After unearthing a Bronze Age settlement in Cambridgeshire last week, archaeologists in the city-centre have made another discovery, believed to be the site of an antiquated, draconian university.
Marcus Atherton, leader of the Cambridge Archaeological Unit, said: “Our initial excavations have suggested that the university was attended by a young population of malnourished and melancholic gnome-like people.”
Archaeologists unearthed a series of small, cave-like dwellings containing makeshift furniture and impractical tools for food preparation. The team is uncertain whether these buildings were intended as student accommodation or high-security prisons.
Analysis of skeletons found in a trench in west Cambridge suggest that students suffered lasting spinal damage from transporting heavy books around the city.
Small finds expert, 4-foot-10 Timothy Bainbridge, said: “The fragments of essays we have uncovered are difficult to decipher.
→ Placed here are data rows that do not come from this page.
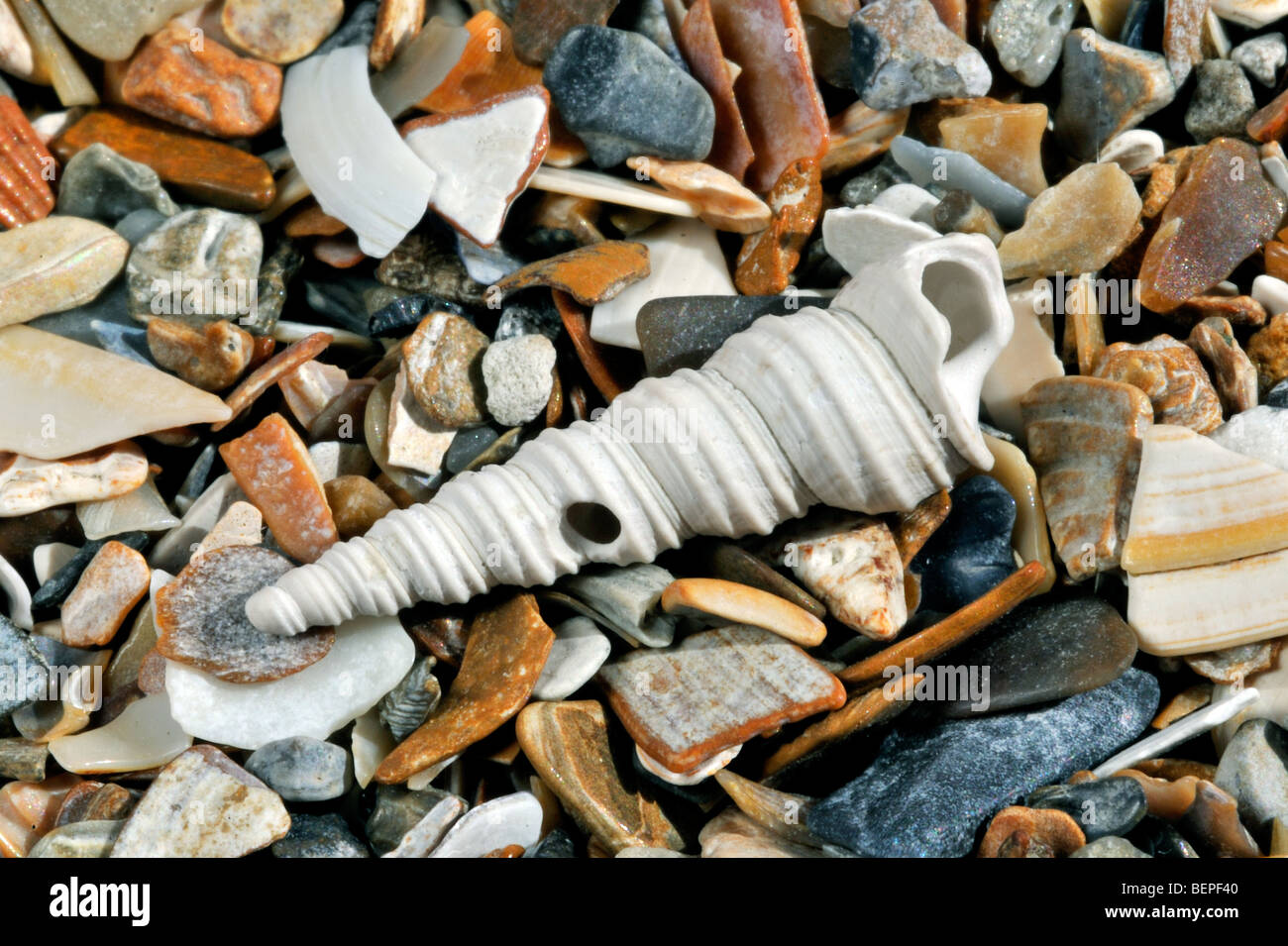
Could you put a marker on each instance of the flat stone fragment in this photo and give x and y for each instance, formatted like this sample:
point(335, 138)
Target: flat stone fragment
point(1085, 441)
point(279, 31)
point(768, 259)
point(207, 170)
point(55, 264)
point(1005, 138)
point(1044, 652)
point(271, 467)
point(25, 164)
point(902, 53)
point(1107, 88)
point(1019, 832)
point(698, 42)
point(112, 583)
point(567, 743)
point(1214, 222)
point(303, 769)
point(1028, 37)
point(201, 619)
point(217, 255)
point(777, 95)
point(202, 804)
point(590, 274)
point(506, 650)
point(202, 86)
point(29, 485)
point(713, 691)
point(320, 835)
point(372, 654)
point(928, 790)
point(596, 75)
point(1076, 227)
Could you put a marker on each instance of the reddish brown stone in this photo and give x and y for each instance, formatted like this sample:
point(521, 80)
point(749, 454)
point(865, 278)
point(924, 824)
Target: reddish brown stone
point(26, 167)
point(271, 467)
point(209, 171)
point(202, 86)
point(115, 580)
point(506, 650)
point(730, 150)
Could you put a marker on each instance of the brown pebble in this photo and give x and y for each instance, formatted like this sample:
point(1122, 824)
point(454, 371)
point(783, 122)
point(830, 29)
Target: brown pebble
point(115, 580)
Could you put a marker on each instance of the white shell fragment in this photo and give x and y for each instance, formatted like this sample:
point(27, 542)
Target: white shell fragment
point(30, 485)
point(366, 662)
point(349, 152)
point(867, 408)
point(62, 398)
point(684, 259)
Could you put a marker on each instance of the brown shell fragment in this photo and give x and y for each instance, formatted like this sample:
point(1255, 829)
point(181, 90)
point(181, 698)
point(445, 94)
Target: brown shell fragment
point(201, 619)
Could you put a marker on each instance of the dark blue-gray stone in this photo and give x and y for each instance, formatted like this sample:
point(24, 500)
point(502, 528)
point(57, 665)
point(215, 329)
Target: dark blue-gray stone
point(320, 835)
point(621, 95)
point(53, 592)
point(928, 790)
point(1254, 770)
point(684, 331)
point(20, 661)
point(1103, 807)
point(1043, 652)
point(971, 551)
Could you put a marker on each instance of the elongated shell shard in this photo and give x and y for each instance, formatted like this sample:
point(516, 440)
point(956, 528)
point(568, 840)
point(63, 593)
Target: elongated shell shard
point(868, 409)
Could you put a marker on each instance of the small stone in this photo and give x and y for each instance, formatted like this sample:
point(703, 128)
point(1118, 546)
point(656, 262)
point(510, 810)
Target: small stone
point(217, 255)
point(518, 377)
point(201, 619)
point(1106, 807)
point(758, 680)
point(1028, 37)
point(1109, 847)
point(112, 583)
point(596, 75)
point(506, 649)
point(202, 86)
point(903, 54)
point(1171, 376)
point(1107, 88)
point(1254, 770)
point(29, 485)
point(271, 467)
point(370, 654)
point(210, 171)
point(320, 835)
point(1269, 352)
point(403, 709)
point(776, 90)
point(1223, 102)
point(579, 652)
point(1043, 652)
point(279, 31)
point(768, 259)
point(539, 25)
point(1232, 370)
point(928, 789)
point(971, 551)
point(1262, 56)
point(1214, 222)
point(55, 264)
point(202, 804)
point(357, 503)
point(567, 743)
point(210, 358)
point(303, 769)
point(1085, 438)
point(443, 364)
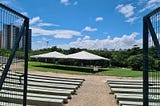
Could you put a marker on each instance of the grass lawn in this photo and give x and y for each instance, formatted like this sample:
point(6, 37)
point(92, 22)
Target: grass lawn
point(121, 72)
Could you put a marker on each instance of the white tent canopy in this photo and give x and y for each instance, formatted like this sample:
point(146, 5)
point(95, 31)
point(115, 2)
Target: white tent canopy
point(50, 55)
point(83, 55)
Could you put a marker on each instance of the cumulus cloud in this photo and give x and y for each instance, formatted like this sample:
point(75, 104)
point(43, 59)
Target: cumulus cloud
point(131, 20)
point(65, 2)
point(126, 10)
point(56, 33)
point(124, 42)
point(47, 24)
point(99, 19)
point(86, 37)
point(35, 20)
point(75, 3)
point(150, 4)
point(7, 2)
point(38, 22)
point(25, 13)
point(89, 29)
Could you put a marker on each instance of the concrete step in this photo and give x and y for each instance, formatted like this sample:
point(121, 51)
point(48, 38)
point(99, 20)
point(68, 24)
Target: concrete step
point(36, 101)
point(131, 82)
point(64, 98)
point(132, 91)
point(45, 80)
point(132, 86)
point(39, 76)
point(47, 85)
point(135, 98)
point(39, 91)
point(3, 103)
point(136, 103)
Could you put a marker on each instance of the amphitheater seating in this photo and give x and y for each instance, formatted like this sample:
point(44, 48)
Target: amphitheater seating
point(130, 92)
point(42, 90)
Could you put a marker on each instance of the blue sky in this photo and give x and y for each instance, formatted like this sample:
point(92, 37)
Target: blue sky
point(91, 24)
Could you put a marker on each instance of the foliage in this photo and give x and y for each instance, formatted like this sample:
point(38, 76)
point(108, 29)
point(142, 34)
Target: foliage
point(135, 62)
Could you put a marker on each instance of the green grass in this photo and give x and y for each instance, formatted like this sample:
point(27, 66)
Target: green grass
point(120, 72)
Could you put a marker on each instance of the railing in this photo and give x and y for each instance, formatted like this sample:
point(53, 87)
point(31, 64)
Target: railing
point(151, 58)
point(13, 56)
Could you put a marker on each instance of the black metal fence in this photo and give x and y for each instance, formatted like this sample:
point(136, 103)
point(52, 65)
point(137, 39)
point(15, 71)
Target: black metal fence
point(151, 59)
point(13, 57)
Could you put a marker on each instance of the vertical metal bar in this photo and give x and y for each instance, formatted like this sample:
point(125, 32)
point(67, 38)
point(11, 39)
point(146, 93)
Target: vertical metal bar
point(26, 63)
point(6, 69)
point(145, 62)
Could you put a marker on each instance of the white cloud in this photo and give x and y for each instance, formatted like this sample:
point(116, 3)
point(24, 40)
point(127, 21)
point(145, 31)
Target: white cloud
point(7, 2)
point(151, 4)
point(25, 13)
point(89, 29)
point(126, 10)
point(65, 2)
point(38, 22)
point(131, 20)
point(35, 20)
point(56, 33)
point(47, 24)
point(86, 37)
point(124, 42)
point(75, 3)
point(99, 19)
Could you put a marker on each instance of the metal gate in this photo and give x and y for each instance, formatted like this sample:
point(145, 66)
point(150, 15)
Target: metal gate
point(13, 57)
point(151, 58)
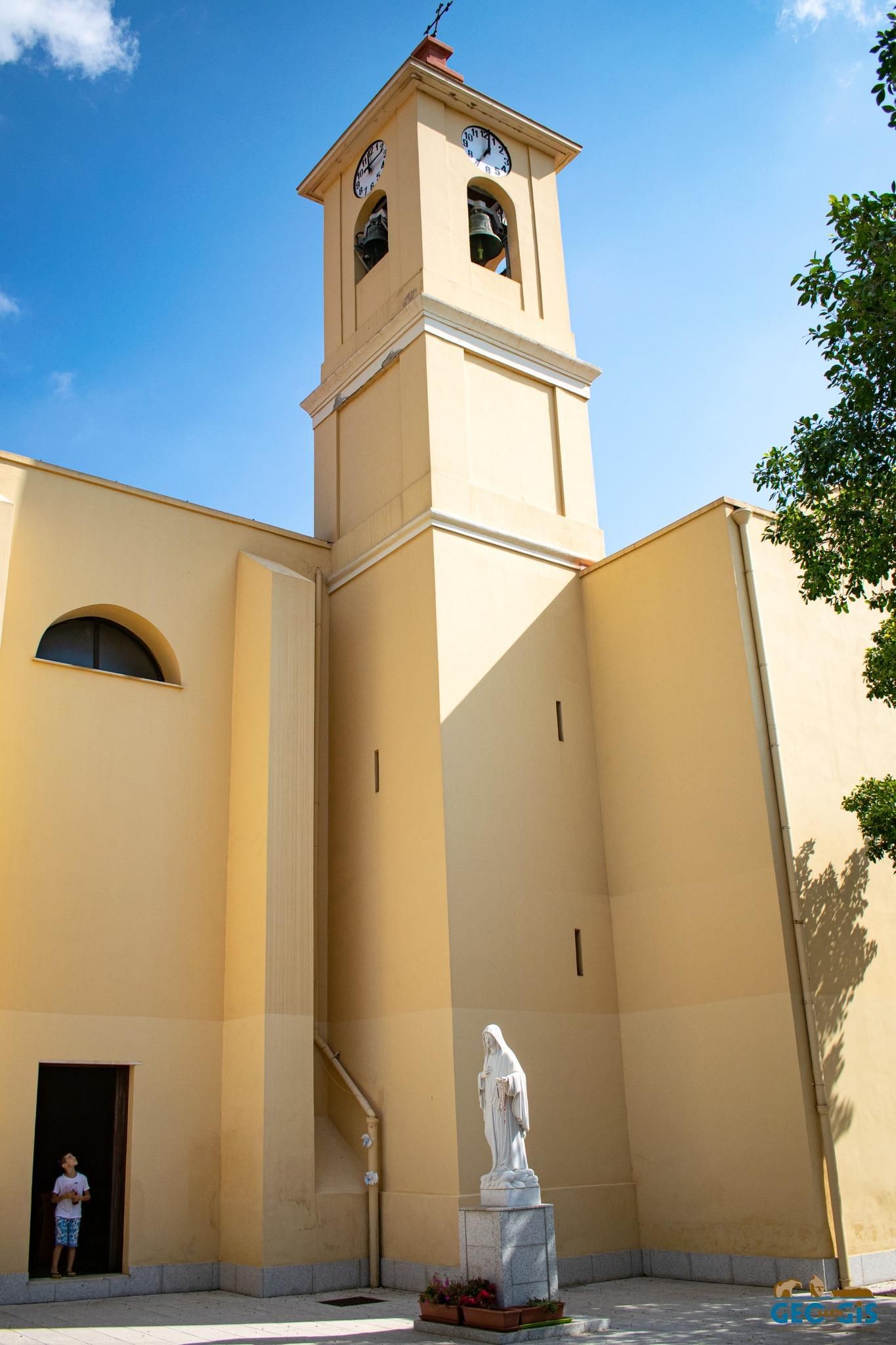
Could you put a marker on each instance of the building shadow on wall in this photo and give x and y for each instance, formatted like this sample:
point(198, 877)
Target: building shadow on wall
point(840, 954)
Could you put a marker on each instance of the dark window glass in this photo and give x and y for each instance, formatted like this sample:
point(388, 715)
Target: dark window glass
point(70, 642)
point(91, 642)
point(120, 651)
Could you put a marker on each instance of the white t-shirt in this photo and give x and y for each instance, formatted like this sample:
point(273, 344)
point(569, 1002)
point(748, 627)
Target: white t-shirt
point(78, 1184)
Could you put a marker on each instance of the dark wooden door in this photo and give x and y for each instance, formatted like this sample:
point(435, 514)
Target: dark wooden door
point(81, 1110)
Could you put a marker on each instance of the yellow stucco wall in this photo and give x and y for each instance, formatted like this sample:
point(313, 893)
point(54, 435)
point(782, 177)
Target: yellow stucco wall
point(113, 833)
point(725, 1137)
point(390, 992)
point(830, 736)
point(526, 868)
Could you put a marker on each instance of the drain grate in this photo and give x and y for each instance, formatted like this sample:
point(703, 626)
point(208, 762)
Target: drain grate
point(350, 1302)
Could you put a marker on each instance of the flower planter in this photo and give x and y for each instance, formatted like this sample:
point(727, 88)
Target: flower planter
point(492, 1319)
point(441, 1313)
point(540, 1314)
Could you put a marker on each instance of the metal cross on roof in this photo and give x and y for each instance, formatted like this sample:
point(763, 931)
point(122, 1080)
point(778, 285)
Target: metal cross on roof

What is certain is that these are the confused and incoherent ramblings of an obviously unhinged population.”
On-site anthropologist Emily Milton found evidence that the university students worshipped alcohol as a benevolent and omnipresent supreme being.
“We believe that the society’s religious leaders were members of prestigious sects devoted to alcohol, which would regularly take part in occult ceremonies devoted to enforcing the ritual consumption of alcohol.”
Reflecting on the discovery, Marcus Atherton said: “It’s a terrifying look into the past. This primitive and harsh educational institution is almost unrecognisable when compared with today’s establishments.”